The need for a private, secure and safe area for data discovery within the data warehouse ecosystem is growing rapidly as many companies start investing in and investigating "big data". Business users need space and resources to evaluate new data sources to determine their value to the business and/or explore news way of analyzing existing datasets to extract even more value. These safe areas are most commonly referred to as "Sandboxes" or "Discovery Sandboxes" or "Discovery Zones". If you are not familiar with the term then Forrester Research defines a "sandbox" as:
“data exploration environment where a power user can analyse production […] with near complete freedom to modify data models, enrich data sets and run the analysis whenever necessary, without much dependency on IT and production environment restrictions.” *1
These sandboxes are tremendously useful for business users because they allow them to quickly and informally explore new data sets or new ways of analyzing data without having to go through the formal rigour normally associated with data flowing into the EDW or deploying analytical scripts within the EDW. They provide business users with a high degree of freedom. The real business value is highlighted in a recent article by Ralph Kimball:
In several of the e-commerce enterprises interviewed for this white paper, analytic sandboxes were extremely important, and in some cases hundreds of the sandbox experiments were ongoing simultaneously.
As one interviewee commented “newly discovered patterns have the most disruptive potential, and insights from them lead to the highest returns on investment" *2
So what are they key characteristics of a sandbox?
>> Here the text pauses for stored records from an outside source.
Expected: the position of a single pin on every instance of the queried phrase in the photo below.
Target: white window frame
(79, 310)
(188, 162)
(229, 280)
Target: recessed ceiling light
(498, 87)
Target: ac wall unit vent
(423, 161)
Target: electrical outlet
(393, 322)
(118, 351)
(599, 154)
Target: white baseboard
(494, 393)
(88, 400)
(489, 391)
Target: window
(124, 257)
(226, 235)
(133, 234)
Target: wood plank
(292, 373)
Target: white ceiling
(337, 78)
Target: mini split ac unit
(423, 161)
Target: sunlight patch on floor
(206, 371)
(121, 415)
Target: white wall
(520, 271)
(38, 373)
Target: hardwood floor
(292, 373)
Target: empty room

Essentially there are three:
- Used by skilled business analysts and data scientists
- Environment has fewer rules of engagement
- Time boxed
Sandboxes are not really designed to be used by CIOs or CEOs or general BI users. They are designed for business analysts and data scientists who have a strong knowledge of SQL, detailed understanding of the business and the source data that is being evaluated/analyzed. As with many data exploration projects you have to be able to understand the results that come back from a query and be able to determine very quickly if they make sense.
As I stated before, the normal EDW rules of engagement are significantly relaxed within the sandbox and new data flowing into the sandbox is typically disorganised and dirty. Hence the need for strong SQL skills to create simplified but functional data cleaning and transformation scripts with the emphasis being to make new data usable as quickly as possible. Part of the "transformation" process might be to generate new data points derived from existing attributes. A typical example of this is where a data set contains date-of-birth information, which in itself is quite a useful piece of information, that can be transformed to create a new data point of "age". Obviously the business analysts and data scientist need to be reasonably proficient in SQL to create the required transformation steps - it is not a complicated process but it highlights the point that the business community needs to have the necessary skills so that they are self-sufficient.
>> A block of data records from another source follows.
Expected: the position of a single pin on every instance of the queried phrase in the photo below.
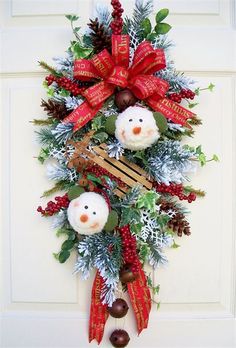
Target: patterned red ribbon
(98, 311)
(113, 71)
(140, 298)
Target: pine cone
(177, 223)
(55, 109)
(99, 35)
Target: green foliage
(43, 155)
(100, 137)
(148, 201)
(162, 28)
(146, 27)
(154, 288)
(75, 192)
(112, 221)
(72, 18)
(98, 122)
(79, 51)
(49, 68)
(161, 15)
(68, 245)
(110, 124)
(161, 122)
(210, 88)
(130, 216)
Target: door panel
(42, 303)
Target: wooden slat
(130, 164)
(140, 179)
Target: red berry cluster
(117, 23)
(184, 94)
(54, 207)
(175, 190)
(65, 83)
(129, 249)
(99, 171)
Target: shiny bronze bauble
(119, 338)
(124, 99)
(126, 274)
(119, 308)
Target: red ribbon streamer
(113, 71)
(98, 311)
(140, 298)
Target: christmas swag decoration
(117, 112)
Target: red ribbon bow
(140, 299)
(113, 71)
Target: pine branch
(42, 122)
(195, 121)
(199, 193)
(45, 136)
(49, 68)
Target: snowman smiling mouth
(84, 218)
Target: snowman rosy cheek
(84, 218)
(95, 225)
(137, 130)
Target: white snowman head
(88, 213)
(136, 128)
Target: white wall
(43, 304)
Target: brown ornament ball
(119, 338)
(126, 274)
(119, 308)
(124, 99)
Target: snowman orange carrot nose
(84, 218)
(137, 130)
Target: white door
(42, 304)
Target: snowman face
(136, 128)
(88, 213)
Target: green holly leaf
(68, 245)
(136, 229)
(129, 216)
(148, 201)
(192, 105)
(75, 191)
(151, 36)
(215, 158)
(146, 26)
(162, 28)
(161, 15)
(175, 246)
(63, 256)
(101, 137)
(112, 221)
(43, 155)
(72, 18)
(98, 122)
(80, 51)
(161, 122)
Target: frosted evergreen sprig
(103, 252)
(65, 64)
(169, 161)
(59, 172)
(103, 15)
(63, 132)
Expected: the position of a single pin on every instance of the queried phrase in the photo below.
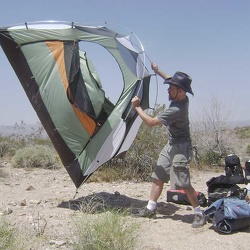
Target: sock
(197, 210)
(151, 205)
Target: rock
(23, 203)
(30, 188)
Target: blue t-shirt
(176, 118)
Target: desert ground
(49, 197)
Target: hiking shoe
(144, 212)
(199, 220)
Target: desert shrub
(211, 158)
(248, 149)
(109, 230)
(35, 157)
(12, 238)
(243, 132)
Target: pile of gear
(228, 202)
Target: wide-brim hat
(181, 80)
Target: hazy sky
(209, 40)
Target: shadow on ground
(103, 201)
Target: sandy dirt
(47, 197)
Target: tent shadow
(103, 201)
Most importantly the sandbox environment needs to have a time limit. In the past this is where most companies have gone wrong! Many companies fail to kill off their sandboxes. Instead these environments evolve and flourish into shadow marts and/or data warehouses which end up causing havoc as users can never be sure which system contains the correct data. Today, most enlightened companies enforce a 90-day timer on their sandboxes. Once the 90 day cycle is complete then ownership of the processes and data are either moved over to the EDW team, who can then start to apply the corporate standards to the various objects and scripts, or the environment and all its data is simply dropped.
The only way a business can support the hundreds of live sandbox experiments described in Kimball's recent report (*2) is by enforcing these three key characteristics.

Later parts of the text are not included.